Pipeline Stalls and Optimization
I remember the official P6 Optimization Manual mentioning that any instruction longer than 7 bytes would cause a pipeline stall. Since that has been a long time ago, I'm guessing it's no longer that severe.
An interesting matter is also that a lot of the instructions that were used for speed, are somewhat slow nowadays. Take these for example:
ADD EAX, 1
INC EAX
In theory they do the same thing, but INC used to be faster, because on older CPUs every byte counted. Not only because of RAM restrictions, but because as a rule of thumb every byte took another cycle to process.
In practice they are not the same, because INC sets the condition flags slightly differently. The effect is that the general instruction (ADD) is implemented in an optimized form, while the more specific instruction (INC) is often implemented in microcode.
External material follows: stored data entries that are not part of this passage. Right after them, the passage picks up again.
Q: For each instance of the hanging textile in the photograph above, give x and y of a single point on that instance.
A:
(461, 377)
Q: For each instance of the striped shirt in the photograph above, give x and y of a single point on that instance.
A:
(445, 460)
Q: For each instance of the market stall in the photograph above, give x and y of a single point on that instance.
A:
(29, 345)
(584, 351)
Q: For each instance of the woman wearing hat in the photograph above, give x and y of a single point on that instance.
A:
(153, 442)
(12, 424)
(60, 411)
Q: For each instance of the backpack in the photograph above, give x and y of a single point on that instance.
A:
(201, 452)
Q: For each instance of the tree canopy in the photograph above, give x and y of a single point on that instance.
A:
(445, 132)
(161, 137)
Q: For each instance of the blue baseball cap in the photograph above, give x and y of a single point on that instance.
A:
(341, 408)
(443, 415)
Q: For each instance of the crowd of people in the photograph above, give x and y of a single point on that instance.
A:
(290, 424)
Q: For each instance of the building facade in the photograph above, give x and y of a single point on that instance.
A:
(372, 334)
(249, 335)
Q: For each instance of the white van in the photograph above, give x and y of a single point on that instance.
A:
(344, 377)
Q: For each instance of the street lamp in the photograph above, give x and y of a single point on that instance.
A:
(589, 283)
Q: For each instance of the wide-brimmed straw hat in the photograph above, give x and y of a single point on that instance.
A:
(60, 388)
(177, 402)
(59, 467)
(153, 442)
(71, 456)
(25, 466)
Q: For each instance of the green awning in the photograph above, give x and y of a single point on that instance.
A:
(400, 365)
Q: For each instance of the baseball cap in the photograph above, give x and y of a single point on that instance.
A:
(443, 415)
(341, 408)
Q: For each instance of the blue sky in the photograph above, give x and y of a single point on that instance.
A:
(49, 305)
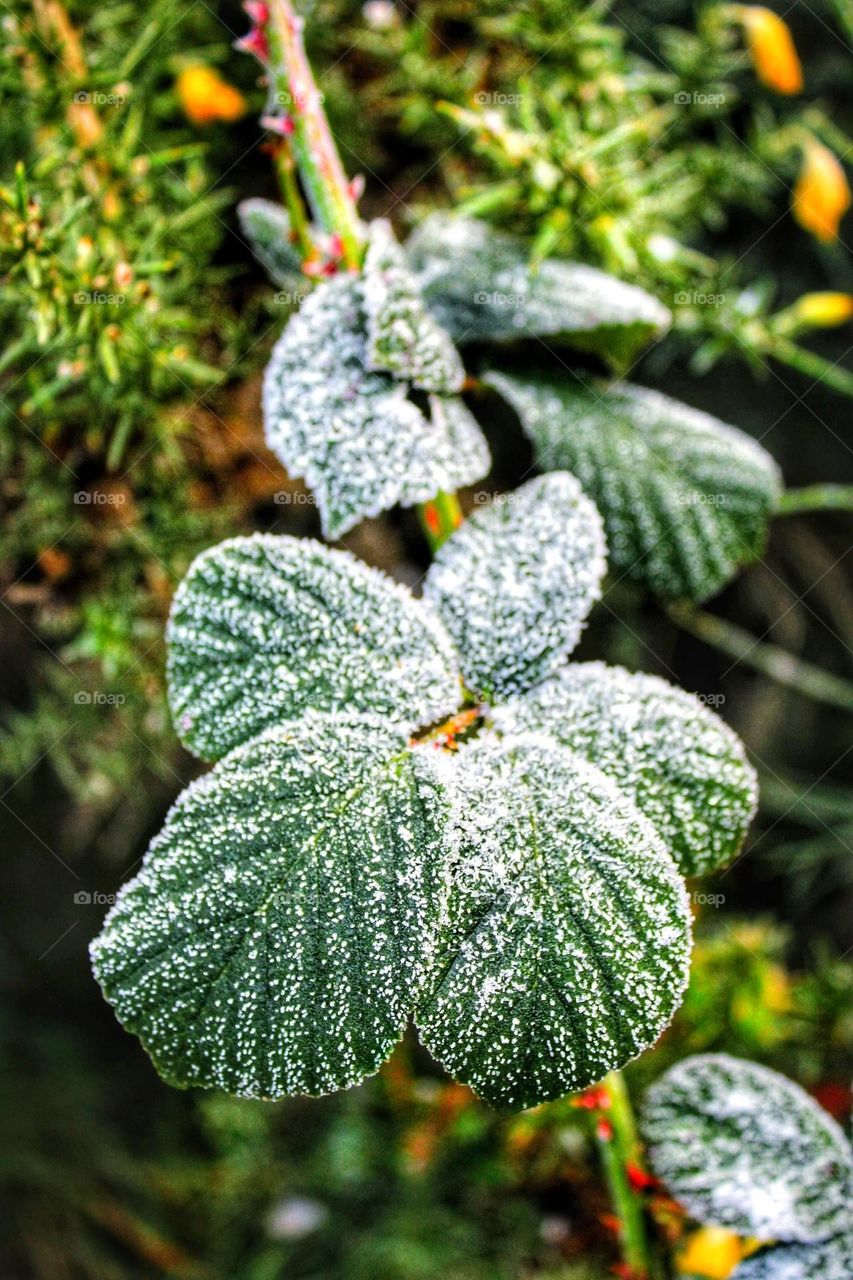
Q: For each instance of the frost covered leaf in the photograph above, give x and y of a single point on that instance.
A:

I'll leave it to Cliff or others to correct me, because my knowledge might be totally outdated.
Wide Microarchitectures
The wide microarchitectures might be somewhat newer in the ARM world, but they have been used before in the Apple world.
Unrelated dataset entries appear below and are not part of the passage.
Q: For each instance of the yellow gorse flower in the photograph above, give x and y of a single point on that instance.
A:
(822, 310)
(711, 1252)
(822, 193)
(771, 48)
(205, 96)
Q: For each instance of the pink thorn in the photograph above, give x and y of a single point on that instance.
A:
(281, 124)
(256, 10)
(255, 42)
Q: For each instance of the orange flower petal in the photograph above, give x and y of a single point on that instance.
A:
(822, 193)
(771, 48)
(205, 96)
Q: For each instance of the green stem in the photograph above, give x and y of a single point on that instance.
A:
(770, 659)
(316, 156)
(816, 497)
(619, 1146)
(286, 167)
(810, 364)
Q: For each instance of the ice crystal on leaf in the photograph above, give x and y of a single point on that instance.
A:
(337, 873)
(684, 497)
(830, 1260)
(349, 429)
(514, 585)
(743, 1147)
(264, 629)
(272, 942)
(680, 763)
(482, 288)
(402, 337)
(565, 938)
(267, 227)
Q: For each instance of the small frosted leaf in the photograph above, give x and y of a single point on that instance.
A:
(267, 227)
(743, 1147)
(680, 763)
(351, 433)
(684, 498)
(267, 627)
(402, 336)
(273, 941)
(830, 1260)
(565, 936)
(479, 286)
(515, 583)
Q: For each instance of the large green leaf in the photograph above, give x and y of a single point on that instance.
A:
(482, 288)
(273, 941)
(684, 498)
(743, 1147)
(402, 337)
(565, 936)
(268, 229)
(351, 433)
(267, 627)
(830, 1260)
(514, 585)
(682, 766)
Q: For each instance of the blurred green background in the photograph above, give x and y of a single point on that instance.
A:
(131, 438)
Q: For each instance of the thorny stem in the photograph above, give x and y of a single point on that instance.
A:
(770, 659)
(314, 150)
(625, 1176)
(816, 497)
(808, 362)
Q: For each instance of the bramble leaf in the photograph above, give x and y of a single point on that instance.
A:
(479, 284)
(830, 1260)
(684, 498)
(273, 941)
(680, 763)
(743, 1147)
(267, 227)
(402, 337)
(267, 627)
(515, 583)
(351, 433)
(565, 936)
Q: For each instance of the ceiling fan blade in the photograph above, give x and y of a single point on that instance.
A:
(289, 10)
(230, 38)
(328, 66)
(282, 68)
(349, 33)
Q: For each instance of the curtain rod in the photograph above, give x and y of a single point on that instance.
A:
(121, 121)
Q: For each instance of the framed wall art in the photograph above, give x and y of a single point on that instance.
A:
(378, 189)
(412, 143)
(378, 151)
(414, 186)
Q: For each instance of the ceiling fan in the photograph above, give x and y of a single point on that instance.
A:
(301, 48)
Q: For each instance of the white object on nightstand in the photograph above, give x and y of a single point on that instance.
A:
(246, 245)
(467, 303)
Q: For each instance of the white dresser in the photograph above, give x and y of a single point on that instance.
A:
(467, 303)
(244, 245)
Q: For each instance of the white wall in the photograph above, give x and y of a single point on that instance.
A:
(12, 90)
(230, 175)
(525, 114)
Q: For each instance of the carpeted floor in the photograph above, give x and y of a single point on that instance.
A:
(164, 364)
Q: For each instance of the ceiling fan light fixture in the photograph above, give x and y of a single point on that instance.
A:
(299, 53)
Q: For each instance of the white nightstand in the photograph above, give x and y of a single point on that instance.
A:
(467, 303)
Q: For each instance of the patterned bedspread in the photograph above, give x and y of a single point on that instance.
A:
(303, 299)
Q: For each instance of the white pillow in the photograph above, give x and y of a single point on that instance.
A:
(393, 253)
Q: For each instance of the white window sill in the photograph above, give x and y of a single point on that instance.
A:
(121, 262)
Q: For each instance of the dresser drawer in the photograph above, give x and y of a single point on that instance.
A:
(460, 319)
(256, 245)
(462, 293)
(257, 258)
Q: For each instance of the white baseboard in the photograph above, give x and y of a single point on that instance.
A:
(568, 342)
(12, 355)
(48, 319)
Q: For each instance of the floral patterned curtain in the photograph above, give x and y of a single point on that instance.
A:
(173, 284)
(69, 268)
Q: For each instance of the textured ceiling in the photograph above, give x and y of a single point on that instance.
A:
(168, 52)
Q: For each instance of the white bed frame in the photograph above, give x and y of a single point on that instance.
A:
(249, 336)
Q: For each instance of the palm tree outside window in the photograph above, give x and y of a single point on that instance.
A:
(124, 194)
NetBurst (the Pentium 4 architecture) went deep, i.e. it had a very deep pipeline to reduce the complexity of each step and thus have the option to increase the overall clock. I guess Intel thought they could go up to 10 GHz, but then they hit a wall somewhere between 4 and 5 GHz.
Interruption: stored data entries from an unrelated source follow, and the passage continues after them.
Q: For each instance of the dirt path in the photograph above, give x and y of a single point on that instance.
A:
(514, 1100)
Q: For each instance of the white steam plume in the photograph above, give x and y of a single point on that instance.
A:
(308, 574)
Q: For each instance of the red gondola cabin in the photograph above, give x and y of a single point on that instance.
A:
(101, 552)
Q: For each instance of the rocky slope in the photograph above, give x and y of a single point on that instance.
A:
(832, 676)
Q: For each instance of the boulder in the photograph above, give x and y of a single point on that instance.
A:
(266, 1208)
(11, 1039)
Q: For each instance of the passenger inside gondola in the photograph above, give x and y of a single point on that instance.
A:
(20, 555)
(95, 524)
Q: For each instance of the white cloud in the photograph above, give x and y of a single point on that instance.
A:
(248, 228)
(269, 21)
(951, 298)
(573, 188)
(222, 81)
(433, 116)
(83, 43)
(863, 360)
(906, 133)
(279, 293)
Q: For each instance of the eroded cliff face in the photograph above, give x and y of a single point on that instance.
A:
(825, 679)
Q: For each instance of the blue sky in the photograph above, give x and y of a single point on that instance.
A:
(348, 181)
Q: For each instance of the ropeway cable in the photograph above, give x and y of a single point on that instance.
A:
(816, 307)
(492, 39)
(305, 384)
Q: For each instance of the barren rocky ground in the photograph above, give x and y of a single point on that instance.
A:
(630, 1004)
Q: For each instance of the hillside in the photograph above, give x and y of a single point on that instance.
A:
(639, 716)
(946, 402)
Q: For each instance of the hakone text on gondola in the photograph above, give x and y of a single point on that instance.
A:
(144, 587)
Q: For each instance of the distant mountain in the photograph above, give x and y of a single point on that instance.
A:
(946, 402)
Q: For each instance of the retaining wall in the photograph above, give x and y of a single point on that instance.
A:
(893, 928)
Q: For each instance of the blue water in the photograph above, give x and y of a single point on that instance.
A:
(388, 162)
The G4 (PowerPC 74xx) on the other hand was very wide instead. I think it was even wider than the G5 by comparison (the G5 had fewer AltiVec units, IIRC).
RISC and Designs
I think David Patterson made a small error with the RISC arcronym, because a lot of people expect a compact instruction set when they hear that it stands for "Reduced Instruction Set Computer".
The author of the book Optimizing PowerPC Code wrote that "Reduced Instruction Set Complexity" might be a better explanation for the acronym.
I think for teaching the basic MIPS instruction set is much easier to understand than x86, so that's definitely a plus. One could argue, if RISC-V might be a better pick, since it is newer and open source, though.
As for designs, no matter what any x86 fan might tell you: RISC has won, because any up-to-date x86 processor is using a RISC-like implementation internally, otherwise they would not be able to compete in terms of performance.
Hyperthreading
Didn't DEC experiment with SMT on the Alpha in the end?
Talking of Alpha, I remembered that they predicted a 1000-fold speed increase: 10 times by increasing the clock, 10 times through super-scalar architecture, and 10 times through CPU clusters.
Alder Lake
When Intel announced it as Core and Atom hybrid, I knew it was a hack and I was surprised that they actually produced it. The big.LITTLE concept only makes sense, when the ISAs of the different cores are the same. But I guess Intel got desparate and and they didn't have to time to design a proper E-core.
Nothing against Atom, I believe the CPUs are better than their reputation, and they are probably not pushed by Intel, otherwise they might poach some of the more lucrative Core market. But the idea behind Alder Lake is a bit of a joke. I'm surprised it runs as good as it does. Makes one hell of a heater, though.